NEW YORK (AP) — In the Dow's elite club, Apple is in and AT&T is out.
Apple will replace AT&T in the Dow Jones industrial average after the close of trading on Wednesday, March 18, the manager of the index announced early Friday. Apple will start trading as part of the 30-stock Dow at the opening of trading the next day.
S&P Dow Jones Indices, the index manager, said it's making the move in response to a planned stock split for Visa, another member of the 119-year old barometer of the stock market. After its four-to-one stock split, Visa will wind up with a lower price. S&P said that would reduce the weight of the information technology sector in the Dow, because Visa, a credit-card and payment-processing giant, counts as a tech stock. Adding Apple will help balance out this reduction.

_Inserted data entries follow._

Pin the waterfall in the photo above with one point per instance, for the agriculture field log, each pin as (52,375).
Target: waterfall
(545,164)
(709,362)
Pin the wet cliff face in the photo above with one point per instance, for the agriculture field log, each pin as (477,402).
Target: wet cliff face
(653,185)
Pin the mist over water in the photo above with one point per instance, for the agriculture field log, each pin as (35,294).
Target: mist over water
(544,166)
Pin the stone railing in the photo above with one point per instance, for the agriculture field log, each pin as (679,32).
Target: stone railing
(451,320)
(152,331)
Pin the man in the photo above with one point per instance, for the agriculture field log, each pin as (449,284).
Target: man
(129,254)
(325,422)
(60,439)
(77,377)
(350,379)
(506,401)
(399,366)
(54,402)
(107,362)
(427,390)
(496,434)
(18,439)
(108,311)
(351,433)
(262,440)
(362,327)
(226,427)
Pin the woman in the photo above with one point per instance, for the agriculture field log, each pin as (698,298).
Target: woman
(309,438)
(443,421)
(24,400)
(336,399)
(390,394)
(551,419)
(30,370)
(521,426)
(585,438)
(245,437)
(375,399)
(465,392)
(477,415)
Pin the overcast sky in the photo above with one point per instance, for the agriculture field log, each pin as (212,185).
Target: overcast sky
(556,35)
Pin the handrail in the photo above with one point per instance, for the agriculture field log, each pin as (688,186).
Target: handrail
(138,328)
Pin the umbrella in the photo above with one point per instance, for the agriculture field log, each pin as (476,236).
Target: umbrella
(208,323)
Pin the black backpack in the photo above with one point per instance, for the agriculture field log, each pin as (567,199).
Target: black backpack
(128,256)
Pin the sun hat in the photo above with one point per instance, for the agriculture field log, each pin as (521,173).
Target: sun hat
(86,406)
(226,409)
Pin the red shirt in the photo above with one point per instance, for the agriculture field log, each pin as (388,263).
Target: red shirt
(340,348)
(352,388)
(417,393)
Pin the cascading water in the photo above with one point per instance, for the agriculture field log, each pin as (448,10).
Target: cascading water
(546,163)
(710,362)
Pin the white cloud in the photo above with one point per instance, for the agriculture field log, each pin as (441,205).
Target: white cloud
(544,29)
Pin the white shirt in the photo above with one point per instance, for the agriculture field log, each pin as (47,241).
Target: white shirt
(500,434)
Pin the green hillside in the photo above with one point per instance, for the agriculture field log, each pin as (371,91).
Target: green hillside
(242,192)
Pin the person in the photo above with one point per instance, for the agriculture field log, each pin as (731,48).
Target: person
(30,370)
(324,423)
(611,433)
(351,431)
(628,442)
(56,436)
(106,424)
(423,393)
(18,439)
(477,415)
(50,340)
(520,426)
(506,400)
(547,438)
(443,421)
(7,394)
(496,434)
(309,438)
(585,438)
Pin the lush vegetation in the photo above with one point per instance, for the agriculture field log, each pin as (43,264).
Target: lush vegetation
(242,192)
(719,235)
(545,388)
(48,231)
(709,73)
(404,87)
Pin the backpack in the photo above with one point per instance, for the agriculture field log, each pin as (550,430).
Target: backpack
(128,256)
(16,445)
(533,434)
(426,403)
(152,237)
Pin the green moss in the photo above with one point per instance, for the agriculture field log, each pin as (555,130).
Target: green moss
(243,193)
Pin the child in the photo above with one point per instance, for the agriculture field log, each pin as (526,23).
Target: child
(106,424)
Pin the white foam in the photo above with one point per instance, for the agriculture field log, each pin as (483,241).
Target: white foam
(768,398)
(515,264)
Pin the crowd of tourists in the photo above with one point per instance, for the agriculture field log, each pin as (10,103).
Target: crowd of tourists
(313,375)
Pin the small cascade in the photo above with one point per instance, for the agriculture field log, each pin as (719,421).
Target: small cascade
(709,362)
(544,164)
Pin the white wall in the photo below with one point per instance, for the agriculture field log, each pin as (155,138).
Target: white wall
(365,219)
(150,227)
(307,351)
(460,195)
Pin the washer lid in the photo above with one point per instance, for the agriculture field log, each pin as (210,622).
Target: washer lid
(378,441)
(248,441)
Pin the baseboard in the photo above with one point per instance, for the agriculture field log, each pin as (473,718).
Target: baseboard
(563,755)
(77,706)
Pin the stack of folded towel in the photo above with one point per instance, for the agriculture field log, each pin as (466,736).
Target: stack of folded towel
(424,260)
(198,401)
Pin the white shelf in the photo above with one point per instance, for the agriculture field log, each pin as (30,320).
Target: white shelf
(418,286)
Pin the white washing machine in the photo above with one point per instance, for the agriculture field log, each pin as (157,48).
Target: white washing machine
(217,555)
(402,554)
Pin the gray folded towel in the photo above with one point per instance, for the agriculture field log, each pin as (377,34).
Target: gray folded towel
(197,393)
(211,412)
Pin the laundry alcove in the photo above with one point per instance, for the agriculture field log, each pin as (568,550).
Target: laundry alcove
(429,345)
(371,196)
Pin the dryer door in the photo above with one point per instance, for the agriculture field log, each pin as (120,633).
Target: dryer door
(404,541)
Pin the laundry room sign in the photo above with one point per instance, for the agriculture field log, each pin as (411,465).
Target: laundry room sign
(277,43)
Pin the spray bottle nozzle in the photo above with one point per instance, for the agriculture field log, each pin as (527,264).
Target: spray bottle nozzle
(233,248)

S&P Dow Jones Indices said the decision won't alter the level of the index — which was near all-time highs of 17,960 early Friday. It is casting the move as a sort of a housekeeping maneuver, a way to ensure that this most famous of stock-market barometers better reflects the U.S. economy and markets.
The switch was not a reflection on its view of Apple.
"This doesn't mean we like the stock, or don't like the stock, or something like that," David Blitzer, chairman of the index committee at S&P Dow Jones, told The Associated Press.
Apple's stock rose $1.30, or 1 percent, to $127.71 as of noon on Friday.
AT&T fell 49 cents, or 1.5 percent, to $33.51. The stock price has risen just 1 percent since the beginning of the year, trading closer to its 52-week low of $32.07.
The last big Dow shake-up came in September, 2013 when Goldman Sachs, Nike and Visa knocked out Alcoa, Bank of America and Hewlett-Packard.
Unlike other stock-market measures, the Dow weighs members by their prices, so a large change in the price of one stock can have a big effect on the overall index.
S&P said swapping Apple for AT&T won't alter the Dow's level.
At $736 billion, Apple is the world's largest company by market value, but the Dow only accounts for a stock's price.
WHY THE DOW MATTERS?
Created in 1896, the Dow is one of the oldest gauges of a stock wealth — and easy to dismiss as a relic. When it was created, Grover Cleveland was U.S. president. Companies like the Pacific Mail Steamship were counted among its ranks.
And the index only tracks 30 stocks. The Standard and Poor's 500, a rival gauge that reflects the performance of 500 stocks, is the one that professional investors watch most closely to see how their own portfolios are performing.
Still, the Dow continues to be widely cited and isn't seen as wildly distorted.
One reason is that, for all its flaws, the Dow has largely mirrored the ups and downs of the much larger S&P 500.
In the past 12 months, for instance, the Dow has risen 9.2 percent. The S&P 500 has climbed 10.8 percent.
AT&T, meanwhile, has bounced in and out of the blue chip average over the Dow's long history. It first entered in 1916 as American Telephone & Telegraph, joining Central Leather, Studebaker and other industrial giants in an elite club of 20 companies. In recent times, AT&T was kicked out in 2004 only to return the following year when it merged with SBC Communications.